Immigration Reform Can Be Quick And Simple (Part 2)

In a previous article, I discussed how we are all waiting for Comprehensive Immigration Reform (CIR), but Congress is evenly divided and it seems the Republicans and Democrats are unwilling to compromise on their positions and proposals. While we are waiting for CIR, there are several things Congress can do immediately, which would greatly benefit the government and intending immigrants. Here are more quick, simple, and easy proposals to address immigration issues, problems, and solutions now:

  1. Prioritize serious crimes and immigration violations for removal/deportation. Under Trump, even the most minor immigration violation could trigger a person being placed in deportation/removal. Every case was deemed an “enforcement priority”, such that a person merely overstaying their visa and a felon or terrorist were being equally targeted for removal. Trial Attorneys (TA’s) steadfastly refused to consider prosecutorial discretion. While the Biden administration is making great inroads into prioritizing the removal of really bad and dangerous people (such as aggravated felons, terrorists, etc.), they must do more in terms of exercising prosecutorial discretion. Currently, there are over 1.5 million cases backlogged in immigration courts, with fewer than 500 immigration judges handling it all. It makes no sense to clog courtrooms, pursuing someone who overstayed their visa, versus focusing on the felons and terrorists instead. Prosecutors have always had the discretion on whether to charge or prosecute a person. Look at places like Los Angeles, New York, etc., where district attorneys are deciding not to prosecute many criminals. In the immigration setting, the TA’s should be more proactive in exercising prosecutorial discretion, by either not pursuing removal against people, or agreeing to either administratively close or even dismiss cases which are truly “low priority” when it comes to our nation’s safety and security.
  2. USCIS should carry out its core mission of finding ways to approve cases. After 9/11, Congress disbanded the Immigration and Naturalization Service, (INS), and created U.S. Immigration and Customs Enforcement (ICE), Customs and Border Protection (CBP), and U.S. Citizenship and Immigration Services (USCIS). ICE and CBP were to be the agencies in charge of enforcement, and USCIS was to be the agency in charge of granting benefits, not enforcement. Sometimes, it seems some adjudicators at USCIS have forgotten their core mission, and lean heavily towards enforcement. However, as far back as 1980, a Regional Commissioner from legacy INS sent a memo, reminding officers they should not adjudicate applications and petitions “in an adversary manner or looking for a reason to deny”. Instead, officers should be “looking for a way to approve them”, and deny only if they cannot find a way to approve the petition or the application. Many officers have forgotten the core mission of USCIS, and have developed an attitude of looking for ways to deny a case, versus approaching a case with an attitude of “innocent until proven guilty,” and trying to find ways to approve versus deny cases.

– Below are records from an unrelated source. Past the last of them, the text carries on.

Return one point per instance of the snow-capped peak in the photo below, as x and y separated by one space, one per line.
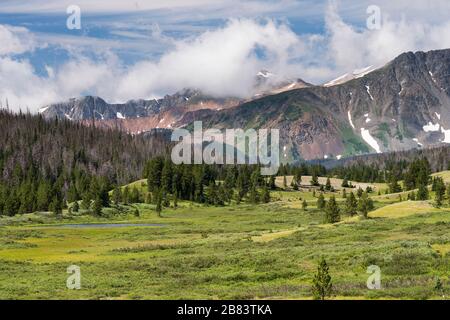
356 74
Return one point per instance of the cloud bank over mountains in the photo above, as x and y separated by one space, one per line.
221 61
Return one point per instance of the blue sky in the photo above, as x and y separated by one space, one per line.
151 47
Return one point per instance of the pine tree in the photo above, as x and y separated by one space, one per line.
440 192
158 199
448 194
351 204
56 206
97 207
365 204
345 183
328 185
265 195
422 193
126 195
321 202
394 186
332 211
314 180
304 205
272 184
322 284
117 195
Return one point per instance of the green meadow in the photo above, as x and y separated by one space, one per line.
265 251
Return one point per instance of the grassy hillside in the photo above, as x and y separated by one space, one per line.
264 251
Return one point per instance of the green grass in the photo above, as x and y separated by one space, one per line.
265 251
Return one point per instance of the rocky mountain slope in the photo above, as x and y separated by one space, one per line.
137 116
402 105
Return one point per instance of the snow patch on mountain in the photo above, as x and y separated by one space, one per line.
368 92
370 140
350 120
446 135
430 127
356 74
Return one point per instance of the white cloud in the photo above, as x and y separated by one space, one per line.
350 48
220 62
15 40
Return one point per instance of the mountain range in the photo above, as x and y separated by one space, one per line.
402 105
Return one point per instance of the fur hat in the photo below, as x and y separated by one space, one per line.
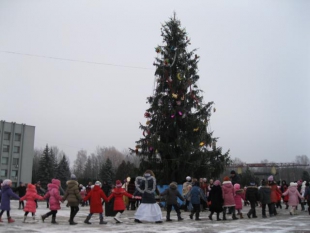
98 183
73 177
118 184
217 183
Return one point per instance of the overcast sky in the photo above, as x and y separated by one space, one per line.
254 64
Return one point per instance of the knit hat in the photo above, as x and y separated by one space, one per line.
31 186
118 184
98 183
237 187
56 182
73 177
217 183
7 182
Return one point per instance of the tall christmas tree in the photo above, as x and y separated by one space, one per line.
176 141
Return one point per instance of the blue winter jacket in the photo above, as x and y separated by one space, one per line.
195 194
6 194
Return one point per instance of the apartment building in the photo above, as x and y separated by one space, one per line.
17 151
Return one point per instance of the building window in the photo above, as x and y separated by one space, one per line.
4 173
15 161
18 137
4 160
14 173
7 136
16 149
6 148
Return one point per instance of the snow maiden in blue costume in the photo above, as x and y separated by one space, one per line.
148 210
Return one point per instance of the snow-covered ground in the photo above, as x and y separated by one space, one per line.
281 223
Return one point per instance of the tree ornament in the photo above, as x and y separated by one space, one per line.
175 96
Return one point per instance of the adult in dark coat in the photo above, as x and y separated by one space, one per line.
265 198
251 195
21 190
73 196
172 194
216 199
6 194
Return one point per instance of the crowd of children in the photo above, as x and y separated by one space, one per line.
226 198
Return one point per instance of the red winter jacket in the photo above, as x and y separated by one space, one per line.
30 196
96 194
53 194
118 194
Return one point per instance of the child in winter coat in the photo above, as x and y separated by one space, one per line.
119 205
6 194
195 195
216 200
172 194
293 194
96 194
239 196
31 196
265 198
83 195
228 196
54 200
252 196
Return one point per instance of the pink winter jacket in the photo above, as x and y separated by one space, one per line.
293 194
53 194
30 196
239 196
228 194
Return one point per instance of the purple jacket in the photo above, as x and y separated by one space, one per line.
228 194
6 194
293 194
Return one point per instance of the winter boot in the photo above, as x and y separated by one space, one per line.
224 215
54 220
101 220
249 213
179 217
117 217
43 217
218 217
87 220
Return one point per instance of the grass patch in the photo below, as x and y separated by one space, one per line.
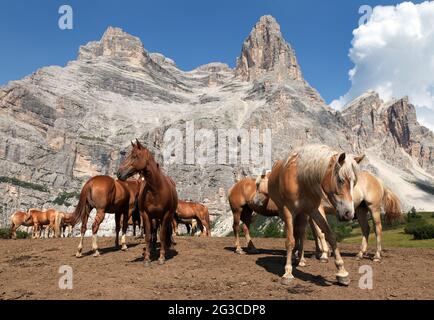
62 198
23 184
5 234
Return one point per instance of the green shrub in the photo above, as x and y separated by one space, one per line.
24 184
420 230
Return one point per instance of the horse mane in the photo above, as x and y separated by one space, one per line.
313 162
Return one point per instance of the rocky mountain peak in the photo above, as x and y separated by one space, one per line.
117 46
264 51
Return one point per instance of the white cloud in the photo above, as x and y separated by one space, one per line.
393 54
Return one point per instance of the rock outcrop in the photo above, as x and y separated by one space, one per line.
60 126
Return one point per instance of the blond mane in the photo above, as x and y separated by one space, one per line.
313 161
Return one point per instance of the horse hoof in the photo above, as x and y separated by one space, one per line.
286 280
239 251
343 280
302 264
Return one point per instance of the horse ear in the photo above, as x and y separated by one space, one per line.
341 158
359 159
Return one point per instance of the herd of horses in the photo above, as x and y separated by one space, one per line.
311 182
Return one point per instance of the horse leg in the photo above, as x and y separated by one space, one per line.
147 225
342 275
289 244
82 233
362 217
124 232
299 234
376 216
99 217
163 240
236 227
117 229
246 217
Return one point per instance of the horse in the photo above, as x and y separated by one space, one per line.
19 218
189 210
297 185
157 198
105 194
241 200
370 195
190 224
46 218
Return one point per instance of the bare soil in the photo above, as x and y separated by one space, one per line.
203 268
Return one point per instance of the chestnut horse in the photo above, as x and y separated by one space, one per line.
19 218
189 210
105 194
297 186
48 218
158 198
370 195
241 197
65 224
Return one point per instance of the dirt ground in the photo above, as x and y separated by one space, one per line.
203 268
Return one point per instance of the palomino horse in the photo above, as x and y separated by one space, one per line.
297 186
188 210
105 194
241 199
369 196
48 218
158 198
19 218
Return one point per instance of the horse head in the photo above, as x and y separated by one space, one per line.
135 161
338 184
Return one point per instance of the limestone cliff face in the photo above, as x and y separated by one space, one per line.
60 126
392 127
266 51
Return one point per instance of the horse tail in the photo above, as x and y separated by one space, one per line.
208 224
392 206
57 223
82 208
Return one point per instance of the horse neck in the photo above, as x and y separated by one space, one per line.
153 175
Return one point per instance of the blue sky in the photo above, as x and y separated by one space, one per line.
192 32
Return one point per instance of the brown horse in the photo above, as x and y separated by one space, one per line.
158 198
65 224
189 210
105 194
370 195
19 218
190 224
297 186
46 218
241 197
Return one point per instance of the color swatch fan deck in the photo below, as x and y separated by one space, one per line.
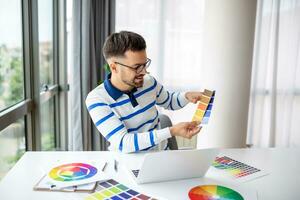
204 107
214 192
114 190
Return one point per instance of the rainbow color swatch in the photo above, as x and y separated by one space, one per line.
114 190
213 192
234 168
204 107
72 172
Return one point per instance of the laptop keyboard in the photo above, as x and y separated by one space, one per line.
136 172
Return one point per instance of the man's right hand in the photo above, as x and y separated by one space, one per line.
185 129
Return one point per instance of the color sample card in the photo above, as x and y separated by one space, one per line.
114 190
235 170
72 172
214 192
204 107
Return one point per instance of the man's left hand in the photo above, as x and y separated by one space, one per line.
193 97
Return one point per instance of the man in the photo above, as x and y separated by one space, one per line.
123 108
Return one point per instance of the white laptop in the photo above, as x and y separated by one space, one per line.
169 165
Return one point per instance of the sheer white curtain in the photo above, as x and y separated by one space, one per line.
275 87
173 30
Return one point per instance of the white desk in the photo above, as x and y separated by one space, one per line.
282 183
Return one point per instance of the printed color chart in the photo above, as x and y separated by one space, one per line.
213 192
114 190
72 172
203 110
234 168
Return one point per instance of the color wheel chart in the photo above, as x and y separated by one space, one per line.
203 110
114 190
72 172
213 192
237 170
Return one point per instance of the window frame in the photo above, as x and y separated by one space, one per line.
29 108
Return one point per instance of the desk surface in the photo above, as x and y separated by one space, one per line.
282 183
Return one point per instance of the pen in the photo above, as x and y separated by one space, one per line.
104 166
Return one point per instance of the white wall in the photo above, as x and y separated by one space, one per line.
228 41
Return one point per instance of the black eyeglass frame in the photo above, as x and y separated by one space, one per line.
137 68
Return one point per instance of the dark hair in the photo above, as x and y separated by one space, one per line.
118 43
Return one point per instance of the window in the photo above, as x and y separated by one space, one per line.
32 95
11 54
47 80
12 143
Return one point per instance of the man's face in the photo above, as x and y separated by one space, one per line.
128 75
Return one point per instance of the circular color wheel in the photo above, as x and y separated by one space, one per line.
213 192
72 172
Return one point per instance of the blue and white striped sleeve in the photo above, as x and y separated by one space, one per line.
170 100
114 130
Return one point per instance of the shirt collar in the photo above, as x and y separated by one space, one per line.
114 92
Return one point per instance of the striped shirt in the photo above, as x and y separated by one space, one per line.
130 121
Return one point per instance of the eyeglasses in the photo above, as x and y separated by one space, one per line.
139 67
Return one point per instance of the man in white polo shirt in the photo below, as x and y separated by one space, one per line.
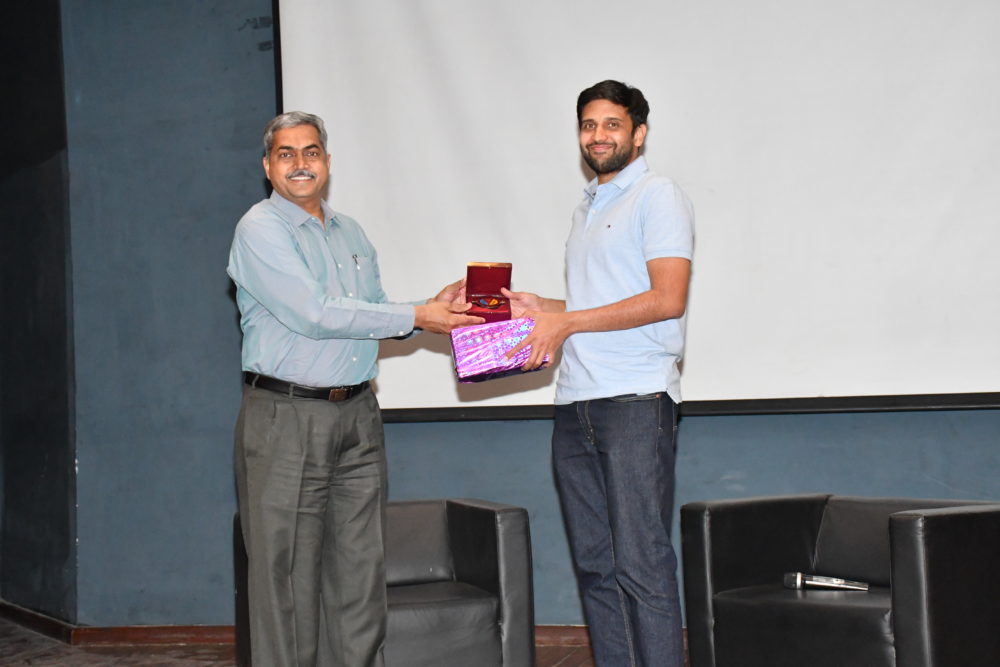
628 263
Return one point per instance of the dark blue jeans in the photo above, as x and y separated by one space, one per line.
614 467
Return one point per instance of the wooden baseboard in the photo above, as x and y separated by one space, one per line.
155 635
561 635
138 635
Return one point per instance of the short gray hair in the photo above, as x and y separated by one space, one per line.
292 119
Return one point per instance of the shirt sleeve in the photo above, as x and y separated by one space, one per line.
667 223
265 262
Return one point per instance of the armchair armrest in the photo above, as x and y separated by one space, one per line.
491 548
945 585
734 543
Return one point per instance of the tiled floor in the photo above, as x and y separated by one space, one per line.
20 647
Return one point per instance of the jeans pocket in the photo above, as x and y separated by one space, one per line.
632 398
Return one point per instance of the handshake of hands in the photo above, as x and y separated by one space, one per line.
446 311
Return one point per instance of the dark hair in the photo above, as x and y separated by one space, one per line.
619 93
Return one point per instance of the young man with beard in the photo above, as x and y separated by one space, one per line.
310 456
628 263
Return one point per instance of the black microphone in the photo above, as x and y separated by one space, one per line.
799 580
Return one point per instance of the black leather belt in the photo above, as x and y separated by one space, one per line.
299 391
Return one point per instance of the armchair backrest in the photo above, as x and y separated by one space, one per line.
417 548
853 539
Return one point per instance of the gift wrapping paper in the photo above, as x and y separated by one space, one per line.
479 350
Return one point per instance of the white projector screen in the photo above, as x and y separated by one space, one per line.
843 159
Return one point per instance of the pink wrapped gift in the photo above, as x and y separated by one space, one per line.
479 350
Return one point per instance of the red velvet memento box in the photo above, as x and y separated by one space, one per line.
483 281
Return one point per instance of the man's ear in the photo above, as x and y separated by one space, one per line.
639 136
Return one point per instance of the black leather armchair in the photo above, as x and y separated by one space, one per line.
459 585
934 597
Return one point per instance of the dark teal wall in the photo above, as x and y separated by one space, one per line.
919 454
37 549
164 104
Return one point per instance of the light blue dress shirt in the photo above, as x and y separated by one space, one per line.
310 297
619 226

I know all of us want Comprehensive Immigration Reform (CIR), and we wish members of Congress could get together and finally pass legislation to that effect. In the meantime, the above proposals are not radical. They had been in place already, and we all saw they worked wonderfully and greatly benefited the U.S. I hope Congress would take note of these proposals, which could greatly alleviate the workload for the government and anxiety for intending immigrants.